Hi Gee,
As usual, it is a thought-provoking pleasure to read what you write.
Thank you. It's fun to chat with other anonymous digital life forms.
While we are working to understand and tame this virtual world, what is happening to our skills in the real world?
I would agree they are declining. This is not theory for me, but 17 years of personal experience as someone who basically moved to the web much as one might move to some other far off foreign land. As example...
On the web I can engage in conversations on the obscure topics that interest me, exactly when I'm in the mood to have such conversations. I can leave the conversation at the moment I begin to lose interest. The real world simply can't match this feature. But the price tag has been that I now have less patience with real world conversations.
Are we losing our social skills, our interpersonal skills? I suspect that social skills are practice skills--like learning to walk or write--in that we must use them to become good at them, and I don't believe that watching or memorizing them will actually give us use of these skills.
Yes, agree completely. As example, after years of endless typing, my hand writing skills have gone to complete shit. Takes me about 3 minutes just to write my own name.

Use it or lose it seems a useful rule. It seems this would also apply to real world social skills.
Are we losing our communication skills? Perhaps this is too simplistic a question. Because I'm a writer by nature, I can now express thoughts that I've rarely been able to share in the very different environment of real world conversations. I'm better at the communication I have a knack for, and worse at the communication I was never that talented at.

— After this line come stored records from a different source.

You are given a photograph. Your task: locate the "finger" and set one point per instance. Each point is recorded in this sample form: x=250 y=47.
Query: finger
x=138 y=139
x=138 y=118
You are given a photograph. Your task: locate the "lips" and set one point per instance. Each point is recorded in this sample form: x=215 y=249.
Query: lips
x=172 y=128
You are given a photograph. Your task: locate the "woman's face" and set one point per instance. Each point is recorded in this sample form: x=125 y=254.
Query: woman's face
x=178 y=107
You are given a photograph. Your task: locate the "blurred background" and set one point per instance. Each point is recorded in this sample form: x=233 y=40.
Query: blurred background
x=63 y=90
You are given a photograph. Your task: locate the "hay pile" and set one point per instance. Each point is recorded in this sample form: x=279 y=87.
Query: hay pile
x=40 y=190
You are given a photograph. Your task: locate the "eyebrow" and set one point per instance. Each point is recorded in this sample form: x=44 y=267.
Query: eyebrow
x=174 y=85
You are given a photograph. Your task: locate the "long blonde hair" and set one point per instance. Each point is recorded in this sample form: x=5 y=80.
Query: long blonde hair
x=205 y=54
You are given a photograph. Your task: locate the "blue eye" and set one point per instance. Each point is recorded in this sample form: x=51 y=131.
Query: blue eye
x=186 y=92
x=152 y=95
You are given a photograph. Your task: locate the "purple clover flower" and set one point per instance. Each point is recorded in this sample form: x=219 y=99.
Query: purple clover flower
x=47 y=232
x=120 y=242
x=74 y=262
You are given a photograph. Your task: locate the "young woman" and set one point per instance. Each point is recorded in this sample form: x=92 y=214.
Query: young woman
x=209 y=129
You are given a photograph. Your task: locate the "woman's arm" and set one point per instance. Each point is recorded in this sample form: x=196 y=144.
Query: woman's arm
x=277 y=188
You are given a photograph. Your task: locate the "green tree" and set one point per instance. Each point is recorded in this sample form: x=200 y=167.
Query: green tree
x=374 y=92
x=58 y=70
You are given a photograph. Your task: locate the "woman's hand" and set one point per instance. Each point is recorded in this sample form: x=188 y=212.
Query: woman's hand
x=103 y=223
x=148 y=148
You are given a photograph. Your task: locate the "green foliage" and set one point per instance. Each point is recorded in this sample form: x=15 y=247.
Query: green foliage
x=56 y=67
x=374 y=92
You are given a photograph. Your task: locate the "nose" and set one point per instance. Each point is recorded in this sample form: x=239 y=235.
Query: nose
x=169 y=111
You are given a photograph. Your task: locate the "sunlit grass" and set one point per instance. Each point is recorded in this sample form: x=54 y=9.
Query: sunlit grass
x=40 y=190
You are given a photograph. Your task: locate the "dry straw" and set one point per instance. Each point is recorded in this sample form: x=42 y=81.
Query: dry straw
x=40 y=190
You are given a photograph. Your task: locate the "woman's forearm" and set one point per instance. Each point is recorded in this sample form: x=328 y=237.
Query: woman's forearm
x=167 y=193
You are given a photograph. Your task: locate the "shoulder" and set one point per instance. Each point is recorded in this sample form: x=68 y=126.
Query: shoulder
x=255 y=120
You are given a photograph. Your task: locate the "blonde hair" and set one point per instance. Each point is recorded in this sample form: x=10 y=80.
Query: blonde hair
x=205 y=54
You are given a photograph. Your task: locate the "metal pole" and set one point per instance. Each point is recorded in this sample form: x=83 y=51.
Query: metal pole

We might observe here that a great deal of real world communication is not really communication at all, but rather the repeating of fairly rigid social scripts.
As example, you see me in the grocery store, and come over to say hello.

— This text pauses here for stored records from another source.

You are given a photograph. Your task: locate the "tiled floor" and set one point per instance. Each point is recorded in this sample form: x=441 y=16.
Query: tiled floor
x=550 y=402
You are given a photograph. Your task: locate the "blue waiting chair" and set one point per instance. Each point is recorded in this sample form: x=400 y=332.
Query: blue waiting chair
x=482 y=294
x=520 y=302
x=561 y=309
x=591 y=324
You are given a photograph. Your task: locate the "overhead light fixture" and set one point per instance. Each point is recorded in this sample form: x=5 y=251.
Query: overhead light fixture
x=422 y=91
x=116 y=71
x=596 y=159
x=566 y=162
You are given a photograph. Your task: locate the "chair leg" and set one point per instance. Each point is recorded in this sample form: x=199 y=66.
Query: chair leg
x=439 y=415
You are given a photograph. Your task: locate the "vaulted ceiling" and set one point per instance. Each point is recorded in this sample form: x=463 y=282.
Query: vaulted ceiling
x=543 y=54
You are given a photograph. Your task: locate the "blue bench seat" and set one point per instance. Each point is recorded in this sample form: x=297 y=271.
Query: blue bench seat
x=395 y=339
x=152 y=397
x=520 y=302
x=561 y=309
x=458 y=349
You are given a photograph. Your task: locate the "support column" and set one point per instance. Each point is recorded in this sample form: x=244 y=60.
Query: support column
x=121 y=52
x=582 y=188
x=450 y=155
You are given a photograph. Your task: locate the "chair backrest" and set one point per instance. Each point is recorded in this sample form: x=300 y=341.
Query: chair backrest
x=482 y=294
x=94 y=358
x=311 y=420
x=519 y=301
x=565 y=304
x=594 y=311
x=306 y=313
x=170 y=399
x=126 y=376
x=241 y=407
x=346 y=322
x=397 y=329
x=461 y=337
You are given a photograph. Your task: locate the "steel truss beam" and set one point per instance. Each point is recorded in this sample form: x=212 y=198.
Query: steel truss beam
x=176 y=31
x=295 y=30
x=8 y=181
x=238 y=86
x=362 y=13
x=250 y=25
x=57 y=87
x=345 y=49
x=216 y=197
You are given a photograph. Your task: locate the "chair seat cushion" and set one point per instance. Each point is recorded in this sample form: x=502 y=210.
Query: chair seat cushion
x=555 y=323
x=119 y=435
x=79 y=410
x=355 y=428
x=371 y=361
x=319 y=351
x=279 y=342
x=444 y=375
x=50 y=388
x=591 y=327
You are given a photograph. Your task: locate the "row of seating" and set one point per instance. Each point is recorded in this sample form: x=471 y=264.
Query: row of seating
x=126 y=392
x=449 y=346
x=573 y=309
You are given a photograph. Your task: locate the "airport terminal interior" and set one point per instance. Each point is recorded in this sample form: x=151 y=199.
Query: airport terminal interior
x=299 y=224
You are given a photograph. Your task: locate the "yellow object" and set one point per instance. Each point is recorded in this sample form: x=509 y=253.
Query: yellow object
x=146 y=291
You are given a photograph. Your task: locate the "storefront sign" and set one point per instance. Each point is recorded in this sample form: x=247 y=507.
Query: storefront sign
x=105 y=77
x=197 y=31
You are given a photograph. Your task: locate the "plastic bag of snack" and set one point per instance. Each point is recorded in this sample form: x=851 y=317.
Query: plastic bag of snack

YOU: Hi there Felasco, how ya doing?
ME: I like ducks!
YOU: Huh?
ME: Ducks don't eat pizza!
YOU: Um, I gotta be going now...
I've just blown the script. I was supposed to say, "Fine, and how about you etc." Try it yourself. Edit the expected scripts in even the most modest way, and folks will tend to become uncomfortable. These real world social scripts are a way we can
pretend we are communicating.
I think that growing up with this also helps children to learn social skills--and compromise.
Except that nobody really wants to compromise, we want to get what we want. The real world demands compromise, while the virtual world gives us what we want. Guess which of these systems is going to win?

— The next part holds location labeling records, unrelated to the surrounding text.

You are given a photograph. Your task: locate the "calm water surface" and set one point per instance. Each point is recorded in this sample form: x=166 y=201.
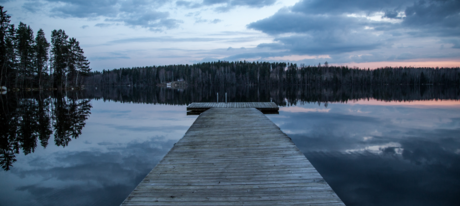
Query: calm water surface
x=370 y=152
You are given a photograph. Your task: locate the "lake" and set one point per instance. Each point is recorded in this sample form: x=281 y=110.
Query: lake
x=380 y=146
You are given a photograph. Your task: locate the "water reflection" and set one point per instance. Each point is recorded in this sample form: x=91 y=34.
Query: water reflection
x=283 y=96
x=28 y=119
x=404 y=150
x=381 y=154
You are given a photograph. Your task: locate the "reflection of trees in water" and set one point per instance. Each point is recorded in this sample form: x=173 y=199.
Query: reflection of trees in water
x=27 y=119
x=285 y=95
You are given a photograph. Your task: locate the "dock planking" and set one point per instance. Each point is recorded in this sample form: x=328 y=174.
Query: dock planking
x=264 y=107
x=233 y=156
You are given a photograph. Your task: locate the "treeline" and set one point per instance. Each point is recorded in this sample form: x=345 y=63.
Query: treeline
x=266 y=73
x=34 y=118
x=26 y=63
x=281 y=95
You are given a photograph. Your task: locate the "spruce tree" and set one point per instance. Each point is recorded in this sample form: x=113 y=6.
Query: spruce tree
x=82 y=63
x=41 y=55
x=59 y=53
x=4 y=25
x=24 y=43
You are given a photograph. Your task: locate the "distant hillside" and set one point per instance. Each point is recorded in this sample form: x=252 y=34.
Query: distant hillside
x=265 y=73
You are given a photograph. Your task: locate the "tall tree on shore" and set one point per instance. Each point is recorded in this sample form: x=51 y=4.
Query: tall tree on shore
x=82 y=63
x=4 y=25
x=24 y=43
x=9 y=71
x=41 y=55
x=59 y=56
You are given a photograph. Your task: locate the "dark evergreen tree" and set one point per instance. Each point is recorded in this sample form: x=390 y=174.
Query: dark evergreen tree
x=4 y=26
x=59 y=56
x=24 y=44
x=41 y=55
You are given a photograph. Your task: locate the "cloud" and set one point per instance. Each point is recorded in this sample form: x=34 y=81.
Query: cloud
x=140 y=13
x=215 y=21
x=359 y=28
x=440 y=18
x=102 y=25
x=32 y=6
x=226 y=5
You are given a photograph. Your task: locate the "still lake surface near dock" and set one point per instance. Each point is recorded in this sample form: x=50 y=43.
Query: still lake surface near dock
x=370 y=152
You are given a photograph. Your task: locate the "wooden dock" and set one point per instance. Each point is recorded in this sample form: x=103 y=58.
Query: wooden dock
x=233 y=156
x=264 y=107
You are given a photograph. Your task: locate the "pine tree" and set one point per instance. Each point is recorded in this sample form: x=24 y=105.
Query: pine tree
x=4 y=25
x=10 y=60
x=24 y=43
x=41 y=55
x=59 y=53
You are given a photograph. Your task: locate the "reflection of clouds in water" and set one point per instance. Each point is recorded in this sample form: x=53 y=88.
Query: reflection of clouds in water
x=93 y=177
x=387 y=155
x=300 y=109
x=379 y=149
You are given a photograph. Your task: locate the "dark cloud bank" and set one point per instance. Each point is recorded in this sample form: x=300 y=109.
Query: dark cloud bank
x=313 y=27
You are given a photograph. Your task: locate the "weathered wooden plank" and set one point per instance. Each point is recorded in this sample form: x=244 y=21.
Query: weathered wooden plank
x=233 y=155
x=268 y=107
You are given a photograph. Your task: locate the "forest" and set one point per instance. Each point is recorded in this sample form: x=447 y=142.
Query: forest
x=222 y=73
x=29 y=117
x=28 y=62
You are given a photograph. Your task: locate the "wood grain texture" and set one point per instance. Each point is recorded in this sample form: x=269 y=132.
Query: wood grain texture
x=265 y=107
x=233 y=156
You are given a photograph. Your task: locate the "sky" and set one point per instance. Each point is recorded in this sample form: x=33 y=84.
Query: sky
x=363 y=33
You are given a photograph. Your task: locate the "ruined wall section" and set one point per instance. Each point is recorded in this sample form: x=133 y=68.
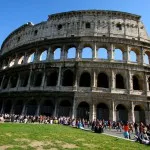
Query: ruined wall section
x=78 y=24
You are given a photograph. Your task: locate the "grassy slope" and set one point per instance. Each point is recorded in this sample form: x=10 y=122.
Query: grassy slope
x=28 y=136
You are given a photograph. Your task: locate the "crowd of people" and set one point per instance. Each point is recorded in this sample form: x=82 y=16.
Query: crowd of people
x=141 y=131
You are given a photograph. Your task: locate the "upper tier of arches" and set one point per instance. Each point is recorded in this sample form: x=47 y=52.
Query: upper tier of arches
x=71 y=24
x=86 y=51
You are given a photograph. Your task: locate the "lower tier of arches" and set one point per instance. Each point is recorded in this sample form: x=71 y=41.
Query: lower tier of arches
x=77 y=107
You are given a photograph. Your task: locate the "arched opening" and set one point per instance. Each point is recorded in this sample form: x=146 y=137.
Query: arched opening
x=31 y=108
x=119 y=82
x=118 y=54
x=102 y=53
x=12 y=63
x=102 y=80
x=121 y=113
x=13 y=81
x=67 y=78
x=102 y=112
x=18 y=107
x=136 y=85
x=133 y=56
x=85 y=80
x=5 y=82
x=87 y=52
x=43 y=55
x=52 y=79
x=7 y=107
x=57 y=53
x=47 y=108
x=83 y=110
x=64 y=108
x=139 y=114
x=21 y=60
x=30 y=58
x=71 y=52
x=87 y=25
x=24 y=79
x=38 y=79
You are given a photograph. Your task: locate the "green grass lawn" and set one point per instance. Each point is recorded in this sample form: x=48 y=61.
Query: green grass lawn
x=55 y=137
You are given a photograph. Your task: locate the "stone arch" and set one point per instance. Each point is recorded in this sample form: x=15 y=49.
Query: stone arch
x=57 y=53
x=102 y=53
x=12 y=63
x=18 y=107
x=7 y=106
x=13 y=80
x=102 y=111
x=103 y=80
x=31 y=107
x=68 y=77
x=71 y=53
x=83 y=110
x=64 y=108
x=139 y=114
x=5 y=82
x=118 y=54
x=52 y=78
x=121 y=113
x=134 y=52
x=21 y=60
x=38 y=79
x=43 y=55
x=47 y=108
x=31 y=58
x=87 y=52
x=24 y=77
x=136 y=83
x=85 y=80
x=119 y=82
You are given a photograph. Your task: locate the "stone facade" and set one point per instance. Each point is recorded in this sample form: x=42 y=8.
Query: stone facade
x=35 y=80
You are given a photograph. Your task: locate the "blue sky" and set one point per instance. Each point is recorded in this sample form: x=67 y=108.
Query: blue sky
x=14 y=13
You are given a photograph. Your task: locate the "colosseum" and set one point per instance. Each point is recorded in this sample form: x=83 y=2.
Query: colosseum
x=85 y=64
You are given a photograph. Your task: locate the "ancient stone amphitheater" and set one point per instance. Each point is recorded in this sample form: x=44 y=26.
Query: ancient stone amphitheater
x=86 y=64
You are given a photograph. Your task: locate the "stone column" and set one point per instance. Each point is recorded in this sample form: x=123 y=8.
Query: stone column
x=23 y=110
x=36 y=56
x=49 y=56
x=18 y=82
x=74 y=109
x=112 y=112
x=25 y=60
x=43 y=79
x=62 y=57
x=29 y=80
x=94 y=52
x=2 y=109
x=140 y=56
x=78 y=53
x=92 y=115
x=131 y=117
x=113 y=79
x=130 y=82
x=38 y=110
x=111 y=53
x=94 y=81
x=2 y=82
x=55 y=109
x=127 y=55
x=59 y=78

So between these two different problems, I am not as worried about virtual reality as I am about reality, and enabling people's ability to function within reality.
Yes, and the worse we get at managing the social real world, the more we'll be drawn in the virtual world.
I agree there is much to worry about, but this movement from the real world to the virtual world is bigger than any of us. It's going to happen whatever we might think of it.
With all the very real problems presented by an emerging virtual world, it offers us the promise of having exactly whatever it is we really want, and that's a power that just won't be denied. Imho, this topic is a fascinating arena for philosophers.
The coming future will be like the movement from the 19th century to the 21st century. Life is now both better and worse than it once was. Most of us don't even understand what's been lost, and so we don't miss it. I'm guessing the future will be like that too.
Getting back to porn, suppose you could date anyone on the planet Earth. Anyone you find appealing. A couple of clicks, and you're there, sitting on their couch, sipping wine, and enjoying the sweet taste of anticipating what's to come.
No compromises, no complications, unless you want them. If you like dramas and emotional roller coasters, you can have that too. It's up to you. Turn features on and off as you wish.
How are any of us going to compete with that?
It's so revolutionary, I doubt any of us can really grasp the implications.